Transcriptional Data Integration
This notebook shows the progress of integrating single-nucleus transcriptomic data with AHBA data.
Introduction
AHBA data
The Allen Human Brain Atlas (AHBA) provides comprehensive, high-resolution transcriptional profiles across the adult human brain.
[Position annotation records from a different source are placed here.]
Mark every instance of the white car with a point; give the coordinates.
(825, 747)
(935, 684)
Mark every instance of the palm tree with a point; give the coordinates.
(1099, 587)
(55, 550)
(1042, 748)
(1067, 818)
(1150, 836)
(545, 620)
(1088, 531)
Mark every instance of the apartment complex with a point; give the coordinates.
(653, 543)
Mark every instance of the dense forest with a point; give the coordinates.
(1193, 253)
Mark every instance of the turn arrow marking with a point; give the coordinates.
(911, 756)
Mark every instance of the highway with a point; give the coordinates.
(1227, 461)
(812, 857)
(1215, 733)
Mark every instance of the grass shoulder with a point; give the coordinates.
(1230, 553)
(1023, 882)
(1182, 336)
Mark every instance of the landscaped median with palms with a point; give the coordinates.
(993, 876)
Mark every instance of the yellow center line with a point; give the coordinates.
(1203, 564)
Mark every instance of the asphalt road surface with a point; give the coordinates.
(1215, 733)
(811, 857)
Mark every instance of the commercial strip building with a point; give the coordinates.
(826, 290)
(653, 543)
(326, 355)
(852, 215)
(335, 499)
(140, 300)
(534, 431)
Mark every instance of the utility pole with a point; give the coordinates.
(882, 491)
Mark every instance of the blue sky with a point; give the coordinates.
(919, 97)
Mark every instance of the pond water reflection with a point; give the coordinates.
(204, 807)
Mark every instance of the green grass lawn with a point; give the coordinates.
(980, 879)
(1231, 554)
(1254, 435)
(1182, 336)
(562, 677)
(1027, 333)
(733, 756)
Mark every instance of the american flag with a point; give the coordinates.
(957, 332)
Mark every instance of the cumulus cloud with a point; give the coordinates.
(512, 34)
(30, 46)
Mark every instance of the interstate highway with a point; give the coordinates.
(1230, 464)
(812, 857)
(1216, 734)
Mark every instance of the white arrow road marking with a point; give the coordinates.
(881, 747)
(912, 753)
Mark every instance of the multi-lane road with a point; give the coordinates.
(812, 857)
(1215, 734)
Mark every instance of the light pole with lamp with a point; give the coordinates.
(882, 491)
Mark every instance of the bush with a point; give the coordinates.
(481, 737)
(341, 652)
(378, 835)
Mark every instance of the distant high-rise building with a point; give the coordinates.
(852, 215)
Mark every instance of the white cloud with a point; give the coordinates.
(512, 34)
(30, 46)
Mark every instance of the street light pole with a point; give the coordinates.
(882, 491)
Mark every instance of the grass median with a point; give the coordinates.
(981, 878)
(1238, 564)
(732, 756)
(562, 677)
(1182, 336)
The data was downloaded from the Allen Institute’s API and preprocessed using the abagen package.
Human single-nucleus data
We used the large-scale single-nucleus dataset for the human brain provided by the Linnarsson laboratory.
This dataset includes single-nucleus transcriptomic data collected from multiple brain regions of four adult human donors.
We retained the data from donors (H19.30.001 and H19.30.002) for further analysis and conducted preprocessing with scanpy.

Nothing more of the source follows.